This illustrates the proposition that religion and politics were identical, that no major event or battle could occur without being replicated through cultural mythology. As the invaders gained more territory, the theologies of the area became intertwined. Despite the conqueror's efforts to belittle and destroy Goddess worship, Isis and Her many masks of divinity continued to draw followers.

One example of this war between male and female deities is the legend of Ra and Zet, later called Apophis. Zet was the serpent of darkness Ra fought daily when the sun rose. The undercurrent of this myth can be seen as a struggle between the primal Goddess, a serpent, and Ra, the new God from the north.

Another tactic in this struggle between conflicting ideologies was the introduction of the God Ptah. Ptah was credited with the creation of all existence through an act of divine masturbation.
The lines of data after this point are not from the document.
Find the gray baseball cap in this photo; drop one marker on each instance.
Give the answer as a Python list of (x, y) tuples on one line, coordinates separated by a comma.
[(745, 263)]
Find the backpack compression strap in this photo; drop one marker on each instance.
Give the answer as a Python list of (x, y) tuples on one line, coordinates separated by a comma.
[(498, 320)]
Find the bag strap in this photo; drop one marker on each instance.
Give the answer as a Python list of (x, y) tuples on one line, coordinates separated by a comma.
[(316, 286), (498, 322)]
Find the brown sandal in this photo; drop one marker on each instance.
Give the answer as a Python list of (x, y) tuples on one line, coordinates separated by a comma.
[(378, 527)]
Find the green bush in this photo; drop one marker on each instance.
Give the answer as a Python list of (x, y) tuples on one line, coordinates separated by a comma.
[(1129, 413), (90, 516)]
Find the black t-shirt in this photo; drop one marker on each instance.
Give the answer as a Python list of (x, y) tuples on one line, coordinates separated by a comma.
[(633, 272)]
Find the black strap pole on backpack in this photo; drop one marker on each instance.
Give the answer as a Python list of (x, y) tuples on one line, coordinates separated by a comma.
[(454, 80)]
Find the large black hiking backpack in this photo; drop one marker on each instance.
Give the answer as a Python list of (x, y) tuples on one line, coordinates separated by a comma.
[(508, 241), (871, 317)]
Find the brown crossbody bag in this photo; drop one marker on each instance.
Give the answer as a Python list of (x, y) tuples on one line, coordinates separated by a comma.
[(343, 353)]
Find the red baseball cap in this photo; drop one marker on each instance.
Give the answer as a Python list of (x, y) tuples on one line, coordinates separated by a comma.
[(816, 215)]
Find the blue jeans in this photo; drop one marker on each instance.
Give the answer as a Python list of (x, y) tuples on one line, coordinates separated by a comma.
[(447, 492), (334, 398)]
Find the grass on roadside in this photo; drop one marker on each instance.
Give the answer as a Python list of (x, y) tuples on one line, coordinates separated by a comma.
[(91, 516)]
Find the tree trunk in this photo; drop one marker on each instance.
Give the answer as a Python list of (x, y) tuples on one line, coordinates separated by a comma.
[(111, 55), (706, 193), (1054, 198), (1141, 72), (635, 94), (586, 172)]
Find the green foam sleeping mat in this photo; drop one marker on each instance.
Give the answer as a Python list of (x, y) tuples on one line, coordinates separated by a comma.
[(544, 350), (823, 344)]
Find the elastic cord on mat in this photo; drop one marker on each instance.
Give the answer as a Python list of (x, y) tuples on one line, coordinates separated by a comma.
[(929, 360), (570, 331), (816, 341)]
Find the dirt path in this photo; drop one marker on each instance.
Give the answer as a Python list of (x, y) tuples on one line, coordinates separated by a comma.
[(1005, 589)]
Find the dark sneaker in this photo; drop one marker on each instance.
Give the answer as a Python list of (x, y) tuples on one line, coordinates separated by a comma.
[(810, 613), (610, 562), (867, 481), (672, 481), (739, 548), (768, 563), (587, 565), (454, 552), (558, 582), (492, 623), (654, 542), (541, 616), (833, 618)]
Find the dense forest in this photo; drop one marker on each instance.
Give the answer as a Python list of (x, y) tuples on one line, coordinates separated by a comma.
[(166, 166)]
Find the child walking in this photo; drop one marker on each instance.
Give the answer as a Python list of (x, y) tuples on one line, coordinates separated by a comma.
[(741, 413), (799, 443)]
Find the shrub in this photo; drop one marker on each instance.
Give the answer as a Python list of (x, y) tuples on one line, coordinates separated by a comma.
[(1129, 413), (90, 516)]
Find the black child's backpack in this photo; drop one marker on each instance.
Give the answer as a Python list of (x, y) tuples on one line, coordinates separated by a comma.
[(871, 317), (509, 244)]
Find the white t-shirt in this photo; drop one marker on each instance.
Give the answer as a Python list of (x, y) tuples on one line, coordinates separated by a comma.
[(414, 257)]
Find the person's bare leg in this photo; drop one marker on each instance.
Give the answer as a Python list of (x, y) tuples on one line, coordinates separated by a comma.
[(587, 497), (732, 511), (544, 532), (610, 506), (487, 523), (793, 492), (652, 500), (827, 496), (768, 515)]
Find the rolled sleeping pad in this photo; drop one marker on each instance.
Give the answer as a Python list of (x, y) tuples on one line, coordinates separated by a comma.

This then eliminated the need for either Isis or Nut in the creation myths of Egypt. It was a deliberate attempt to establish the male deities as either the dominant husbands or the divine assassins of the female deities.

Then the northern groups, c. 1900 BC, brought cuneiform to Egypt. The introduction of cuneiform to Egypt at this time, when the patriarchal forces were clashing so severely with the matriarchal, suggests that existing tablets of laws could have been changed to fit the patriarchal beliefs. This would account for the gradual changes in the society of this time.

From c. 1900 BC up through c. 1570 BC, women lost their right to choose their own partners at will, and the wife became subject to her husbands lordship. It was also during this period that children became members of the father's kin, as opposed to the mother.

By c. 1570 BC, the patriarchy was firmly entrenched in Egypt, and the rulers had begun accepting wives sent to them from neighboring countries as a form of tribute. Hittite, Hurrian, and Kassite princesses married Egyptian kings. It was also during this time that there were no priestesses available in the temples, and the word pharaoh came to be applied solely to the king rather than the royal house. This drastic change in the social structure culminated in c. 1300 BC with the religious revolution of Akhnaton.

Akhnaton not only rejected all deities but Ra, who he renamed Aten, but he also relocated the traditional seat of power to El Amarna. In doing this, he succeeded in finally establishing a patriarchal society, nearly seventeen hundred years after the first introduction of male deities to Egyptian theology.

This did not completely decimate the worship of Isis as a deity. Followers of Isis spread outward in a variety of directions as the years progressed. A Roman era temple of Isis on the banks of the Thames in the British Isles attests to this very fact. But it did signal the end to the era of the matriarchal society in Egypt.